Not one to leave a job finished, and still pissed about the window of his truck, he turned back to the fourth biker and asked, “Okay, Lem, who are you punks? Outlaws? Pagans? Maybe the Warlocks? I sure hope your local chapter has some good health insurance, ‘cause you guys are gonna need it.” Looking up, he saw their four Harleys, mostly old, heavily-chromed, chopped down, street hogs standing in the next aisle. Two were 750s, one was a 500, and one was a big old monster with so many modifications that Bob couldn’t tell what it started out as. The Desert Eagle held a nine-round magazine, which meant he had eight shots left; so he stepped closer and fired two quick ones into the round, chrome plates, which covered the carburetors on the four bikes. That should do it, he thought. Those hogs were now dead pigs. They weren’t going anywhere, except to the shop for an engine rebuild.

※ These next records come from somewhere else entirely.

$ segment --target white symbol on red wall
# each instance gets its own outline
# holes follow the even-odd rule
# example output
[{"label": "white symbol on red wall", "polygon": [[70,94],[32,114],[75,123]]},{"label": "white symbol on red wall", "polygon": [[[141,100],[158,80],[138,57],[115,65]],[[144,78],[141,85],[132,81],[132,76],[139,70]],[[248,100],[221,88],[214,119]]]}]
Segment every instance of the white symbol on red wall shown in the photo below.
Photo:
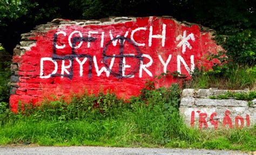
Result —
[{"label": "white symbol on red wall", "polygon": [[185,52],[186,52],[186,49],[187,47],[190,49],[190,50],[192,49],[192,48],[190,43],[188,43],[188,41],[190,39],[191,39],[193,42],[195,41],[194,34],[191,33],[188,35],[188,36],[187,36],[187,31],[186,30],[183,32],[183,36],[181,35],[179,35],[176,37],[177,41],[181,40],[178,44],[177,47],[180,48],[182,46],[182,53],[183,54],[185,53]]}]

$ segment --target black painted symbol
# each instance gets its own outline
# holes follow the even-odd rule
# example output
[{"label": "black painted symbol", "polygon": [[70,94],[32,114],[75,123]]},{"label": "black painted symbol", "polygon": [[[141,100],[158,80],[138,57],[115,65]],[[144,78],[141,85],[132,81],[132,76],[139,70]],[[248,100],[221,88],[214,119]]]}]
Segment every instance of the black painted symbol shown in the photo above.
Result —
[{"label": "black painted symbol", "polygon": [[66,55],[65,56],[59,56],[56,54],[56,44],[57,44],[57,35],[55,34],[53,36],[53,55],[52,59],[55,60],[71,60],[71,66],[70,67],[70,74],[62,75],[62,74],[53,74],[51,76],[63,76],[68,77],[69,79],[72,79],[73,76],[73,61],[76,58],[87,58],[89,60],[89,70],[88,72],[88,77],[89,78],[91,77],[92,74],[92,58],[89,55],[79,55],[76,54],[75,52],[75,47],[76,44],[78,42],[93,42],[96,40],[96,38],[93,37],[74,37],[72,40],[72,52],[71,55]]},{"label": "black painted symbol", "polygon": [[[119,55],[112,55],[109,56],[107,55],[106,52],[107,50],[108,46],[111,44],[112,42],[115,41],[116,40],[120,40],[120,48],[119,48]],[[131,44],[132,46],[135,49],[137,55],[125,55],[124,54],[124,42],[126,41],[129,44]],[[137,59],[138,60],[136,64],[135,64],[135,67],[133,68],[132,71],[130,72],[127,73],[127,75],[123,76],[123,58],[124,57],[129,57],[129,58],[134,58],[135,59]],[[107,60],[109,59],[112,59],[112,58],[119,58],[119,63],[118,63],[118,71],[114,71],[112,70],[110,67],[109,64],[107,63]],[[123,36],[120,36],[116,37],[109,42],[108,42],[106,45],[105,46],[104,50],[103,50],[103,62],[106,66],[107,69],[110,71],[111,75],[113,76],[118,78],[129,78],[132,77],[139,70],[140,63],[143,60],[142,54],[140,52],[140,51],[139,49],[139,48],[137,45],[136,45],[135,43],[134,43],[130,39],[126,38]]]}]

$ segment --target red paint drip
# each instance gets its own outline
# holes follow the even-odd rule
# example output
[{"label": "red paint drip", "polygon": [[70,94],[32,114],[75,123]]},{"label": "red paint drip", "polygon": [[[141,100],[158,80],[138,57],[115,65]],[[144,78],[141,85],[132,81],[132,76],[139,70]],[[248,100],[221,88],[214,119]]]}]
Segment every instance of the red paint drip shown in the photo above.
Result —
[{"label": "red paint drip", "polygon": [[190,118],[190,126],[192,128],[194,128],[194,111],[192,111],[191,112],[191,117]]},{"label": "red paint drip", "polygon": [[223,118],[223,127],[225,128],[227,124],[228,125],[230,129],[233,128],[232,122],[229,115],[230,114],[230,111],[228,110],[226,110],[225,112],[225,117]]},{"label": "red paint drip", "polygon": [[250,116],[248,114],[246,114],[246,125],[249,127],[250,124]]},{"label": "red paint drip", "polygon": [[215,117],[217,116],[217,113],[216,112],[213,112],[211,114],[211,116],[210,117],[210,122],[212,125],[213,125],[214,126],[214,129],[217,130],[218,129],[218,124],[219,123],[219,121],[217,120],[214,120],[213,119],[214,117]]},{"label": "red paint drip", "polygon": [[207,113],[199,113],[199,129],[202,129],[203,124],[204,125],[204,127],[205,129],[208,128],[208,124],[207,124],[206,122],[206,118],[207,118]]},{"label": "red paint drip", "polygon": [[[239,126],[238,124],[238,121],[240,120],[240,122],[241,123],[241,124],[240,126]],[[240,116],[237,116],[235,118],[235,128],[237,129],[242,129],[242,127],[244,127],[244,118],[241,117]]]}]

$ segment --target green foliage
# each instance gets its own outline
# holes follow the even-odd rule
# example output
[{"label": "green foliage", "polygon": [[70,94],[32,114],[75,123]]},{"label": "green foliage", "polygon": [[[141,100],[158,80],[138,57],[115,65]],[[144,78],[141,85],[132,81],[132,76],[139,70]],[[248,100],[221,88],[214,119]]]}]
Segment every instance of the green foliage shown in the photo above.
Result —
[{"label": "green foliage", "polygon": [[234,98],[238,100],[246,100],[250,101],[254,98],[256,98],[256,91],[252,90],[246,92],[235,92],[228,91],[222,95],[219,95],[218,96],[211,96],[209,97],[211,99],[228,99],[228,98]]},{"label": "green foliage", "polygon": [[232,36],[217,37],[218,43],[227,50],[230,63],[255,66],[256,62],[256,37],[249,30]]},{"label": "green foliage", "polygon": [[217,87],[220,89],[253,89],[256,84],[255,67],[233,66],[222,70],[205,71],[196,69],[191,81],[185,83],[187,88]]},{"label": "green foliage", "polygon": [[255,150],[256,126],[200,132],[190,129],[178,112],[178,86],[156,89],[148,85],[144,93],[129,100],[110,92],[77,95],[69,103],[60,99],[40,107],[20,104],[23,110],[17,114],[1,103],[0,144]]}]

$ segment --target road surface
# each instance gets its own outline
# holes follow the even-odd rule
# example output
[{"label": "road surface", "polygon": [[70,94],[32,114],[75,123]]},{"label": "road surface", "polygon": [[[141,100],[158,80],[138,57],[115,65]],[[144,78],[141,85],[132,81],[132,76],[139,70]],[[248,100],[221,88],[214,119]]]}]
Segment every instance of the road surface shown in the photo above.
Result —
[{"label": "road surface", "polygon": [[0,146],[0,155],[46,154],[256,154],[234,151],[190,150],[180,149],[122,148],[96,146],[45,147]]}]

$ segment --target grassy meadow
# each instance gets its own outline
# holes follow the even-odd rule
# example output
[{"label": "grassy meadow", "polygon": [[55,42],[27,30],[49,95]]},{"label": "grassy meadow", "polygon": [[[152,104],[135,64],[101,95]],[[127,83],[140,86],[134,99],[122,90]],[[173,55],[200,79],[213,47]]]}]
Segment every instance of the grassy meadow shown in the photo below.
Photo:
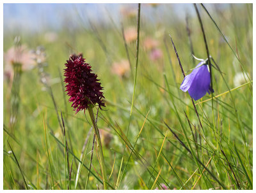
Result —
[{"label": "grassy meadow", "polygon": [[[3,189],[103,189],[89,113],[76,114],[65,92],[65,63],[83,53],[104,87],[106,107],[93,111],[109,189],[252,189],[252,4],[196,4],[216,63],[214,92],[197,101],[179,89],[170,36],[186,75],[200,62],[192,53],[207,58],[190,6],[185,19],[172,4],[141,4],[140,18],[124,4],[121,22],[109,11],[104,24],[70,5],[56,31],[4,33]],[[33,61],[8,61],[24,45]]]}]

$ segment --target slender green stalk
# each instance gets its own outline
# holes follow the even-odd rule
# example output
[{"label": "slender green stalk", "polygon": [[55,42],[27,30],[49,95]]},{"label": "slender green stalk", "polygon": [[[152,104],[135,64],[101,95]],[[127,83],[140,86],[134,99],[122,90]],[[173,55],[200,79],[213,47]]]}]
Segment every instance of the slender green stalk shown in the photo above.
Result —
[{"label": "slender green stalk", "polygon": [[92,106],[89,107],[88,108],[89,114],[90,114],[90,117],[91,118],[91,120],[93,124],[93,127],[94,128],[94,131],[95,132],[95,135],[97,137],[97,147],[99,150],[99,161],[100,162],[100,165],[101,166],[101,170],[102,173],[102,177],[103,177],[103,186],[104,190],[108,189],[108,185],[106,183],[107,182],[107,175],[106,173],[106,169],[105,169],[105,162],[104,162],[104,155],[103,155],[103,151],[102,151],[102,146],[101,145],[100,142],[100,132],[99,132],[99,129],[98,127],[96,124],[96,121],[95,121],[95,118],[94,117],[94,114],[93,114],[93,108]]},{"label": "slender green stalk", "polygon": [[132,94],[132,105],[131,106],[131,112],[130,112],[130,118],[129,120],[128,129],[127,136],[128,136],[129,129],[130,127],[130,122],[131,118],[132,116],[132,106],[133,103],[134,101],[134,95],[135,95],[135,87],[137,82],[137,72],[138,72],[138,61],[139,59],[139,47],[140,47],[140,3],[138,4],[138,20],[137,20],[137,42],[136,42],[136,66],[135,66],[135,78],[134,78],[134,85],[133,87],[133,94]]},{"label": "slender green stalk", "polygon": [[52,188],[53,188],[53,189],[55,189],[54,182],[53,182],[52,167],[51,166],[50,157],[49,155],[48,145],[47,145],[47,138],[46,138],[45,124],[45,122],[44,122],[44,117],[43,117],[43,118],[44,118],[44,137],[45,137],[45,139],[46,150],[47,151],[47,157],[48,157],[49,166],[50,167],[51,176],[51,178],[52,178]]},{"label": "slender green stalk", "polygon": [[[213,90],[212,89],[212,65],[211,65],[211,57],[210,57],[210,54],[209,52],[209,48],[208,48],[208,45],[207,45],[207,41],[206,40],[206,37],[205,37],[205,33],[204,32],[204,25],[203,25],[203,22],[202,22],[202,19],[201,19],[201,17],[200,15],[198,10],[197,8],[196,4],[195,3],[194,3],[194,7],[195,9],[196,10],[196,15],[197,15],[197,17],[198,18],[198,20],[199,20],[199,23],[200,24],[200,27],[201,27],[201,30],[202,30],[202,32],[203,33],[203,36],[204,36],[204,43],[205,43],[205,50],[206,50],[206,53],[207,54],[207,58],[208,58],[208,62],[209,62],[209,68],[210,68],[210,76],[211,76],[211,88],[212,90]],[[214,135],[215,137],[217,138],[216,137],[216,127],[215,127],[215,124],[214,124],[214,112],[213,110],[213,94],[212,94],[212,92],[211,92],[211,101],[212,101],[212,124],[213,124],[213,127],[214,129]]]}]

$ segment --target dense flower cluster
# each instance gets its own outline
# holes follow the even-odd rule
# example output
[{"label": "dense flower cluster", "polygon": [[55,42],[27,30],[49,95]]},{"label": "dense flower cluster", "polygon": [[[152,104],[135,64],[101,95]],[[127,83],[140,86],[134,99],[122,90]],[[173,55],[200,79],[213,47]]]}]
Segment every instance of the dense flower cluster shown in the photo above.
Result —
[{"label": "dense flower cluster", "polygon": [[65,64],[65,82],[67,83],[67,94],[70,97],[69,102],[76,112],[85,110],[92,104],[98,103],[99,107],[105,106],[102,98],[102,87],[97,79],[97,75],[93,73],[91,66],[84,62],[83,55],[72,55]]}]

As he turned and headed back to his truck, he realized the loud cannon shots were certain to draw some unwanted official company. Using his shirt tail, he wiped his fingerprints off the grip and trigger of the now empty Desert Eagle and tossed it under the Tahoe, well out of the biker’s reach. As he passed, he tapped Lem in his bad leg with the toe of his boot. The biker groaned again as Bob told him, “Next time, try Chapel Hill, or give the Dookies a try over in Durham, because you’re way out of your league down here. If I ever see you again in Fayetteville, you won’t even limp away. You got that?”

He turned away, retrieved his computer case, and opened the driver side door of the Ford 150, knowing it was time to vanish. He brushed the broken glass off his seat, started the engine and quickly backed out of the parking space, not particularly caring if any arms, legs, or random biker body parts were in the way. The parking lot’s lone exit was at the far end. As he got closer, he could see the gate was down and the shed was manned. He pulled up to the window, reached up for his parking ticket, which he always tucked behind the visor, and handed it to the attendant with two $20s. As the old guy in the booth ran the ticket, he kept looking back to his left, staring nervously into the dark parking lot.

“Say,” the attendant finally asked, “You didn’t hear no gunshots back there, did you?”

Bob turned, followed the attendant’s eyes, and shrugged. “You know; I suppose that’s what it could have been. There’s a bunch of bikers back there on Harleys, so I gave them a wide berth.”

“Yeah, I wish I could,” the attendant replied nervously as he handed Bob his credit card and the receipt, still not sure.

“If I were you, I’d  if I were you, call the cops and let them handle it,” Bob advised as he drove away into the night with a thin smile on his lips.

Never one to go looking for a fight, every now and then, it’s nice to know you’ve still got it, he thought. Still, what he wanted more than anything else right now was a life of dull, boring, peace and quiet. After all, that’s why he moved back down to North Carolina in the first place.